WhatsApps from Heaven
Bereavement in the Twenty-first Century
This is a book about bereavement and also about the many extraordinary happenings and signs from the afterlife that then followed. Louise talks about her personal experience of grief, in all its facets, and in a way that will resonate with readers who are bereaved. She also details, in careful and precise language, the succession of signs that she received, apparently from her husband after his death. She describes how to start with she was very sceptical and looked for all sorts of other explanations, but eventually, she came to accept that the signs, including WhatsApps and dematerialisations, must have come from her husband's spirit in the afterlife. She explains how these signs have completely changed her understanding of life and death. This book should bring comfort to the bereaved, and will encourage those left behind to recognise signs that are sent to them by their loved ones.
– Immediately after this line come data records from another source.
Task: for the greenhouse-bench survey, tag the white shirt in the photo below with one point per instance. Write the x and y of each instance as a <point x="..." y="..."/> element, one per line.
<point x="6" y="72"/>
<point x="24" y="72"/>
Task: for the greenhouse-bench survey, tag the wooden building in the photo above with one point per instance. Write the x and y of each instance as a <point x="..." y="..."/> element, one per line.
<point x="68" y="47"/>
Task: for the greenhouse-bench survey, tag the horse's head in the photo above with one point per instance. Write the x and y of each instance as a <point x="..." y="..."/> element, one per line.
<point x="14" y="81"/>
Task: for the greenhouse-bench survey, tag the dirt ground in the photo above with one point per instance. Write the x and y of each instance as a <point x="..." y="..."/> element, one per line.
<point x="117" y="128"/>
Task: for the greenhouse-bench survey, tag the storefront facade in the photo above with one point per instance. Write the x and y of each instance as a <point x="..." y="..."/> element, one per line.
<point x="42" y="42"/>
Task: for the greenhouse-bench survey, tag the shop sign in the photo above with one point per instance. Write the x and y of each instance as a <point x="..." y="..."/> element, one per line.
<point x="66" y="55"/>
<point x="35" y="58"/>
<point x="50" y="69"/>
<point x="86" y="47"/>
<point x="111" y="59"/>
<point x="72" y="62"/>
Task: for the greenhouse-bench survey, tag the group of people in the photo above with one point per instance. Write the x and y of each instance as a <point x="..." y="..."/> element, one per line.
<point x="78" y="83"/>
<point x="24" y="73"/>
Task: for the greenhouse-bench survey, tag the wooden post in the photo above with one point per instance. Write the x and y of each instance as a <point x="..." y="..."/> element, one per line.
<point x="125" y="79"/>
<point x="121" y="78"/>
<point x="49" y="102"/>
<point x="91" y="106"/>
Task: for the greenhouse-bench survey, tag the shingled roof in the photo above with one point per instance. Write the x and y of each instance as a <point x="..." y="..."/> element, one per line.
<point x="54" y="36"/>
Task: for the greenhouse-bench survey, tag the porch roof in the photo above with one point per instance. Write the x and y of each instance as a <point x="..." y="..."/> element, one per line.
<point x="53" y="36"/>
Hamlin debuts with an uplifting if far-fetched account of her search for answers about what comes after death. After Hamlin's husband, Patrick, died of cancer in 2019, she was frustrated by the clergy's noncommittal responses to her inquiries about the afterlife, until a hospital chaplain's certainty encouraged her to seriously consider the possibility of life after death. Despite having "no religious faith," Hamlin, spurred on by a close friend and spiritual healer, began to ask for signs from her husband. Early on, she asked Patrick to send her a white feather and later received a WhatsApp message from a friend who, unaware of Hamlin's cosmic request, reported that white feathers had floated down to her while she gardened. The synchronicities accumulated from there, with lights turning on inexplicably, pens going missing, and largely unintelligible WhatsApp messages coming in from friends who claimed not to have written them. As the author read up on the afterlife and visited mediums, she found comfort in her blossoming conviction that the "spirit survives, and so does love." The story sometimes comes across as a collection of portentous incidents rather than a coherent narrative, and skeptics will remain unconvinced, but the mystically minded will find pathos in Hamlin's trajectory from agnostic to believer. This has its charms.